Reporters are highly predictable creatures. One thing you can count on is that if they request an interview because they want answers to specific questions from specific experts in the field and instead are offered the canned remarks of a mayor, they will be unhappy. Wolinsky's reply was tinged with incredulity. "I write for a publication, Chicago Medicine, which goes out to virtually all the physicians in the Chicago area," he began, in case Richardson thought he was deflecting someone's junior high school civics assignment. "Are you suggesting I run a link to a video rather than doing interviews? Or transcribe a video and quote from it? I hope you will reconsider this approach and make an expert available. . . . Brian, I hope you can do better than this."

"Hi Howard," Brian replied. "I’m quite familiar with the publication. Yes, I was suggesting you listen to the Mayor's comments and pull quotes . . . " He gave Wolinsky the name and address of a flack in the mayor's office, should Wolinsky want to go that route.

The flack is Caroline Weisser. Wolinsky e-mailed her last Friday. He explained what he wanted and what Richardson had offered and continued pleasantly, "I was hoping for more detail.
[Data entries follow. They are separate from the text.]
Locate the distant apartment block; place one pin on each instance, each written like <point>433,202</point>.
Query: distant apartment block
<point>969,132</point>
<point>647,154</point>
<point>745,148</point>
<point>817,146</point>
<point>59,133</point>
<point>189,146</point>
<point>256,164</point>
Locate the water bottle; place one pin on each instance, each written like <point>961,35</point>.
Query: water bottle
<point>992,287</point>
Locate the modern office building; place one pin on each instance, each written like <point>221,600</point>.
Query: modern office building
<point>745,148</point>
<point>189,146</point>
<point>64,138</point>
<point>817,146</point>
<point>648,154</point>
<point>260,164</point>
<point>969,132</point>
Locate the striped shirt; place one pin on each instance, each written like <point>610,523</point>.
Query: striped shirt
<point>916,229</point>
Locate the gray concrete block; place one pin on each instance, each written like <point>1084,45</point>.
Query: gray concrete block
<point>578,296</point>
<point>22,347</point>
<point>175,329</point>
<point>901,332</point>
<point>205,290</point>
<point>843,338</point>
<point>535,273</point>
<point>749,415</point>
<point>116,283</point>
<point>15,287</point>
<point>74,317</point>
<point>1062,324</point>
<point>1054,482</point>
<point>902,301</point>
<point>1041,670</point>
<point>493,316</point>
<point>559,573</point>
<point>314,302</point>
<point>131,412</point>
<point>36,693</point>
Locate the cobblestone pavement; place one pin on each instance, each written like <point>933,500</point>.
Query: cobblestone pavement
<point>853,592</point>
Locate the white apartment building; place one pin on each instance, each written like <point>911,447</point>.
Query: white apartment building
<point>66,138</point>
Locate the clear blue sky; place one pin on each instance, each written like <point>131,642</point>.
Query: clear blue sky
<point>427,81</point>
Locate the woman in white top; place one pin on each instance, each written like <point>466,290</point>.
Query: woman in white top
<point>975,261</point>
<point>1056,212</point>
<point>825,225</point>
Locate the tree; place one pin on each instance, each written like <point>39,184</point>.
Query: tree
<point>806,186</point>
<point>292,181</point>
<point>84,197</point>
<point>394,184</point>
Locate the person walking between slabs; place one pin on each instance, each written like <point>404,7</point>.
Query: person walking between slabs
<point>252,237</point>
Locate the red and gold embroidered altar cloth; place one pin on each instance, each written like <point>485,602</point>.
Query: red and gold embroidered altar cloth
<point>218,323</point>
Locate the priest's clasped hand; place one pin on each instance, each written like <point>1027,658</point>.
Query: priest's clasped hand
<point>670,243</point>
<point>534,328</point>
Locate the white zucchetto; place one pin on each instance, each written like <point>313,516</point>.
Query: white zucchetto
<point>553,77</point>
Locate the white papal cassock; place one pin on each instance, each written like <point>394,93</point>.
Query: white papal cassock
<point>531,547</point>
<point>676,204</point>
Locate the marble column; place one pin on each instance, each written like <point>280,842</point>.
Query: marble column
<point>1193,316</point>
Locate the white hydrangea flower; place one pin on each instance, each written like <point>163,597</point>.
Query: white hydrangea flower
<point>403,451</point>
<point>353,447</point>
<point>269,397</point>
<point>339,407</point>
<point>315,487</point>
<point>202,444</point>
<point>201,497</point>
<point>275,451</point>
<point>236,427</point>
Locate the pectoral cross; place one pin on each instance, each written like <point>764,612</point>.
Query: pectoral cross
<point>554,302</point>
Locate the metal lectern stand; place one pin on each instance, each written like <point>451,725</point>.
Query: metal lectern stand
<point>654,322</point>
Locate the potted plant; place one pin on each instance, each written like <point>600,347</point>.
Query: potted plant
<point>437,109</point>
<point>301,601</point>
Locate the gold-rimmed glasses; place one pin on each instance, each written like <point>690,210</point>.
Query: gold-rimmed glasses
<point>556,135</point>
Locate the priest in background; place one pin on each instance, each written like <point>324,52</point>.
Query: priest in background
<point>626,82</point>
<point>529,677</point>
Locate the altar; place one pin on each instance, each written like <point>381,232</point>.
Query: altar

Would the mayor or a knowledgeable advisor be available next week to comment in person or on the phone on what lessons have been learned from Boston and the impact of those events on disaster preparedness here? My deadline rapidly is approaching."

Weisser wrote back Monday morning. "Did Brian send you a video of the Mayor's April 22 press conference?" she wondered. "His comments then seem to directly apply to what you are looking into." She told Wolinsky that Mayor Emanuel had announced that he'd ordered a review of the city’s emergency medical plan. She offered Wolinsky some quotes from the mayor's announcement and promised Wolinsky that she would check on the review's progress.

"Does this work?" she asked.

"That's helpful," Wolinsky replied politely. "But would you as a spokesperson or someone else in the city government be available to provide an update? . . . We need a human to speak with."

As dusk descended on Chicago Monday, Wolinsky had received no further word from Weisser or anyone else in City Hall. However, he told me that despite this confounding lack of cooperation, he and his writing partner had found other sources and their story would be completed on schedule.

Days earlier, he'd decided to keep me posted on his quixotic quest for an interview. "Is this how journalism is done these days?" he asked rhetorically. "Maybe I've been away from the local reporting too long. Is everything 'managed' these days with statements to the media? I realize the news conference with the mayor could help my story. But how about an interview with the health commissioner and his lieutenants who develop and implement the policies? Maybe I'm being old-school."

I called Brian Richardson. "It's honestly just time and availability," he said. "We fill just about any request that we can. We can't do everything—I wish Howard would know that. It would have been better if Elisabeth had reached out to me before she even returned his e-mail originally. She should have said, 'I'd like to do it, but let me check with Brian.'"

I think she came pretty close to that. She said she was available but she had to check with Brian, who might not be. But she wasn't available, Richardson told me. "She thought she was, but she's not."

Richardson wanted me to think well of him—he said his department had just been helpful to a Reader intern looking for information. Which is true. So I asked our Mick Dumke what he made of Wolinsky's experience. "This administration has done some things right," Dumke said. "They've put a lot of data online you previously had to ask for. A lot of good stuff. But everything, through all the city departments, is filtered through the mayor's office. I don't want to beat up on the poor flacks out in departments [like Richardson]. The politics of this administration is such that they basically route everything through the Fifth Floor. Everything's about staying on message."